Проучите овај одломак

  
/ 10837  
  

7102. Opdat Hij ons niet misschien overvalle met de pest en met het zwaard; dat dit betekent om de verdoemenis van het boze en het valse te vermijden, staat vast uit de betekenis van niet misschien zal overvallen, dus dat zij er zich niet zullen instorten, dus in de verdoemenis; uit de betekenis van de pest, namelijk de verdoemenis van het boze, waarover hierna; en uit de betekenis van het zwaard, namelijk de verwoesting van het ware en verder de bestraffing van het valse, nr. 2799, dus eveneens de verdoemenis, want de bestraffing van het valse, dus waarbij het ware verwoest is, is de verdoemenis.

In het Woord wordt van vier geslachten van verwoesting en bestraffing melding gemaakt, namelijk: van het zwaard, de honger, de boze wilde dieren en met de pest; met het zwaard wordt aangeduid de verwoesting van het ware en de bestraffing van het valse; met de honger de verwoesting van het goede en de bestraffing van het boze; met het boze wilde dier de bestraffing van het boze vanuit het valse en met de pest de bestraffing van het boze dat niet vanuit het valse, maar vanuit het boze is; en omdat de bestraffing wordt aangeduid, wordt ook de verdoemenis aangeduid, want deze is de bestraffing van degenen die in het boze volharden.

Over deze vier geslachten van bestraffingen het volgende bij Ezechiël: ‘Wanneer Ik Mijn vier boze gerichten, het zwaard en de honger en het boze wilde dier en de pest zal gezonden hebben over Jeruzalem, om daaruit de mens en het beest af te snijden’, (Ezechiël 14:21); bij dezelfde: ‘Ik zal zenden over u de honger en het boze wilde dier en u van kinderen beroven en de pest en het bloed zal door u heengaan; vooral het zwaard zal Ik aanbrengen over u’, (Ezechiël 5:17).

Dat met de pest de bestraffing van het boze wordt aangeduid en de verdoemenis ervan, blijkt uit de volgende plaatsen; bij Ezechiël: ‘Zij die in de woestenijen zijn, zullen door het zwaard sterven; en hij die op de aangezichten des velds is, hem zal Ik geven aan het wilde dier om te verslinden; en zij die in de vestingen en in de holen zijn, zullen door de pest sterven’, (Ezechiël 33:27); in de woestenijen door het zwaard sterven, staat voor in de verwoesting van het ware en dus in de verdoemenis van het valse zijn; die op de aangezichten des velds is, gegeven worden aan het wilde dier om te verslinden, voor de verdoemenis van hen die in het boze vanuit het valse zijn; zij die in de vestingen en in de holen zijn, sterven door de pest, voor de verdoemenis van het boze dat zich versterkt door het valse.

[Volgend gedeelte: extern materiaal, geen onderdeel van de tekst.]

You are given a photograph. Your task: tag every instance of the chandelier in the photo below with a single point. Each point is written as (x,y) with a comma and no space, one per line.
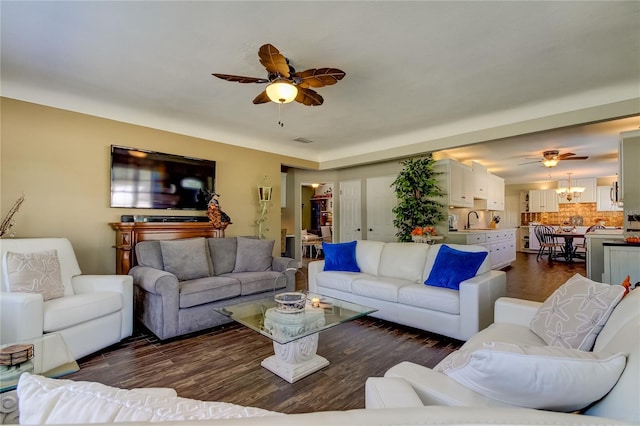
(570,192)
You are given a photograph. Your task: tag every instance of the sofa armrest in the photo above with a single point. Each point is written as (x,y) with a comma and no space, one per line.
(98,283)
(154,281)
(21,316)
(122,284)
(515,311)
(313,269)
(282,263)
(389,392)
(435,388)
(477,300)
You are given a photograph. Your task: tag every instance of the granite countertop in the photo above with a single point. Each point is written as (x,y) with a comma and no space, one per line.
(621,243)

Bij dezelfde: ‘Het zwaard van buiten en de pest en de honger van binnen; die in het veld is, zal door het zwaard sterven; die echter in de stad is, hem zullen de honger en de pest verteren’, (Ezechiël 7:15); het zwaard voor de verwoesting van het ware en de verdoemenis van het valse; de honger en de pest voor de verwoesting van het goede en de verdoemenis van het boze; van het zwaard wordt gezegd van buiten en van de honger en de pest van binnen, omdat de verwoesting van het ware buiten is, maar de verwoesting van het goede binnen; maar wanneer men leeft volgens het valse, dan wordt de verdoemenis aangeduid met die in het veld is, zal door het zwaard sterven; en wanneer men leeft in het boze dat door het valse wordt verdedigd, dan wordt de verdoemenis aangeduid met die in de stad is, hem zullen de honger en de pest verteren.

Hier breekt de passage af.